The cornus florida, hardy in USDA zones 5 through 8, is a deciduous tree. It grows quickly but is not long-lived. It likes well-drained, slightly acidic soil mixed with rich organic matter. This is a great plant companion planted with rhododendrons and azaleas, but is also a lovely tree planted as an accent in a yard. The tree grows wild in the Northeastern and Eastern United States, but should never be transplanted from the wild. Dogwood trees in the wild are often riddled with pests, diseases, and fungus.
Buy a certified disease-free tree from a nursery. Before purchase, check the root ball to make sure there is sufficient soil around the roots and that the soil and roots are moist. Dogwoods do not tolerate dry conditions so make sure you choose a spot with plenty of room and no nearby heat-reflective walls. Add mycchorizal fungi, a beneficial fungus, to the soil
Cornus florida should be planted in the spring before the tree enters its growing season. Dig a hole three times as wide as the root ball and just deep enough so that the top of the root ball is above ground level. This allows for settling after planting. After seating the tree in the hole, fill in the hole with the original soil or a mixture of the soil and organic matter. Cover the soil with a layer of organic mulch. If the soil is poor, consider adding some fertilizer. Normally, this is not necessary. If you do fertilize, make sure the fertilizer you choose is formulate to meet the specific needs of cornus florida.

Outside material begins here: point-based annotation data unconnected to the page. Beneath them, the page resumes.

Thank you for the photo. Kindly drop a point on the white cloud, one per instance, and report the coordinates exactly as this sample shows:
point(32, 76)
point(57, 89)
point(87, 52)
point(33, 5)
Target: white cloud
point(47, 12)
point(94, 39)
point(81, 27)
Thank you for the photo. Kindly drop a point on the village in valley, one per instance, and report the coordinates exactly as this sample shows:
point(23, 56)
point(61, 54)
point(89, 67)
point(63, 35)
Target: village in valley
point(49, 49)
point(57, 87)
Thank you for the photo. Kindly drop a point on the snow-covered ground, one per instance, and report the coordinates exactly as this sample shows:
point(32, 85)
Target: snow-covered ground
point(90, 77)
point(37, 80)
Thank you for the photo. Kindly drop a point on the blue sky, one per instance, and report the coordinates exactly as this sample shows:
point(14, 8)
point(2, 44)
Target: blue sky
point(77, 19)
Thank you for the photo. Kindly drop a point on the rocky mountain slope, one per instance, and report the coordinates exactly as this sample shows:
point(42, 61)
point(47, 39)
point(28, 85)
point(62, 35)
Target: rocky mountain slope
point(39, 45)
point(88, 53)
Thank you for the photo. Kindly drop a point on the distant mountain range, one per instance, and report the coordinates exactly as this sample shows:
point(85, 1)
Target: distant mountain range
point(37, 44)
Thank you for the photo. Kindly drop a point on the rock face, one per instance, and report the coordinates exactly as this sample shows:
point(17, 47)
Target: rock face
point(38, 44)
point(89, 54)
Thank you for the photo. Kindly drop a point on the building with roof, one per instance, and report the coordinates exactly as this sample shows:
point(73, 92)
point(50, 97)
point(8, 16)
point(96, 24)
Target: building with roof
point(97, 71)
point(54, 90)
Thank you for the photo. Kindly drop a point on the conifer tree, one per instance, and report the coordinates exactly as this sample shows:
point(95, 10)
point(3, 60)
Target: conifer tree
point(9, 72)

Flowering dogwood trees like moist soil so water it well. During dry spells you will need to provide water weekly. The wood of the cornus florida is easily damaged so be careful when mowing around the tree. Wounds make excellent entry points for insects and fungus. The most common problems for cornus florida are anthracnose, a fungal disease, and the dogwood borer. Light brown spots on the leaves are the earliest signs of anthracnose. Early treatment is essential or the tree will die and is best done by a tree expert. Trees planted in moist, shaded areas are most susceptible so choose a location in bright sun. The dogwood borer is the most common pest and attacks not only the cornus florida but other trees as well. It gains access through wounds and damage to the tree. If you suspect dogwood borer, consult your nursery or a tree expert.